Though I don’t expect people to purchase such a funky copy, one can have some
fun allright. But thanks for noticing anyway!

------
Insanity
This is a great idea, absolutely love it! It's a great gift for couples who
like to read thought I would not just personalize any classic and read it that
way. As an avid reader, this is something that I really want in my collection
of books.

I'm sure I'll make my wife happy with this personalized Romeo and Julliet as
well. Though I think I might be more excited for it than her :D

------
pbhjpbhj
I take it the spiel on that page wasn't written by a native speaker? The flow
seems very strange. Don't get me wrong, it's excellent English on the whole,
just a bit weird.

In part it reads like the page was written to sell a publishing platform and
then modified to sell search-and-replaced names in books.

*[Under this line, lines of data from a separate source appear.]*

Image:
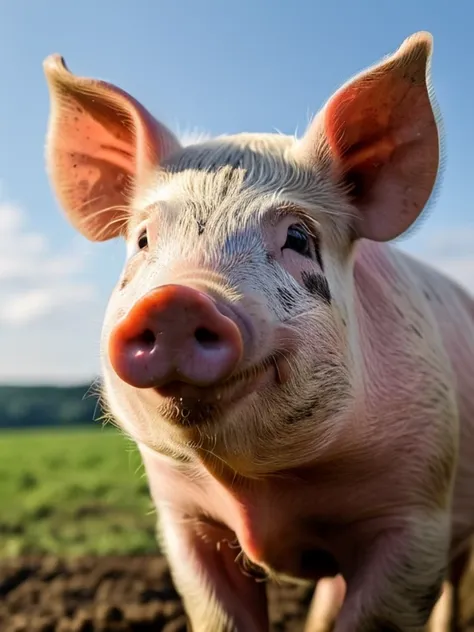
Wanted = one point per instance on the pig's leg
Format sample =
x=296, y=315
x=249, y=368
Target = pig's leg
x=216, y=594
x=446, y=617
x=441, y=619
x=398, y=579
x=326, y=604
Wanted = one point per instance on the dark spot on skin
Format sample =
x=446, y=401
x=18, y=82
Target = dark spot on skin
x=399, y=311
x=201, y=226
x=250, y=569
x=416, y=331
x=123, y=283
x=319, y=563
x=317, y=248
x=317, y=285
x=287, y=299
x=379, y=625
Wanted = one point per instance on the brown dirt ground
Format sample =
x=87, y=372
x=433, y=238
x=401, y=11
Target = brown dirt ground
x=117, y=594
x=111, y=594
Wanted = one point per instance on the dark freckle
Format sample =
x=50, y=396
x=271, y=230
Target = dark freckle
x=318, y=253
x=317, y=285
x=201, y=226
x=123, y=283
x=287, y=299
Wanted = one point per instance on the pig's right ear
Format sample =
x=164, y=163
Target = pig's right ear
x=102, y=146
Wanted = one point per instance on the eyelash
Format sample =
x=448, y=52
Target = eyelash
x=142, y=236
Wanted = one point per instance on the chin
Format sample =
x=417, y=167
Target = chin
x=190, y=406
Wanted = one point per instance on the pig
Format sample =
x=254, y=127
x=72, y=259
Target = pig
x=301, y=391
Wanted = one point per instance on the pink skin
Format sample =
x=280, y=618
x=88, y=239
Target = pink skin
x=174, y=335
x=308, y=411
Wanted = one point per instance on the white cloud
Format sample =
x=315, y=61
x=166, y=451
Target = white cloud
x=35, y=280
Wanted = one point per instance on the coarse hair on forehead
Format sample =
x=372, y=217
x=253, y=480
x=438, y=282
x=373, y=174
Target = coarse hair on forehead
x=241, y=176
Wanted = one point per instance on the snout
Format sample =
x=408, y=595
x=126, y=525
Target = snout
x=175, y=334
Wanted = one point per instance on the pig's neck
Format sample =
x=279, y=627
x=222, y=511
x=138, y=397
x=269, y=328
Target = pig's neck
x=378, y=320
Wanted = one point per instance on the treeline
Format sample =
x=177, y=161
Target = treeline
x=35, y=406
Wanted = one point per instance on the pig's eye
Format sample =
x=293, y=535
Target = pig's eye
x=297, y=239
x=143, y=239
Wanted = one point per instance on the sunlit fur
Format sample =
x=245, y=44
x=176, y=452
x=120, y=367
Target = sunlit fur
x=233, y=187
x=366, y=449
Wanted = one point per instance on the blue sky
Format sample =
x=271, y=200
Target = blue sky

Personally I can't see a market for it at all; yet there seems to be several
gushing positive comments here (maybe a bit too positive, it looks suspicious,
but perhaps I'm just not the target).

Has anyone really ever thought "oh I wish my name was in P&P instead of Mr
Darcy"?

Mind you I find the children's version of this saccharin too; bowdlerising a
classic just seems to make it even worse.

------
brohee
The typography of the web page looks all wonky on FF/Windows, with the text
being blurry and wavy...

Puts me off going further.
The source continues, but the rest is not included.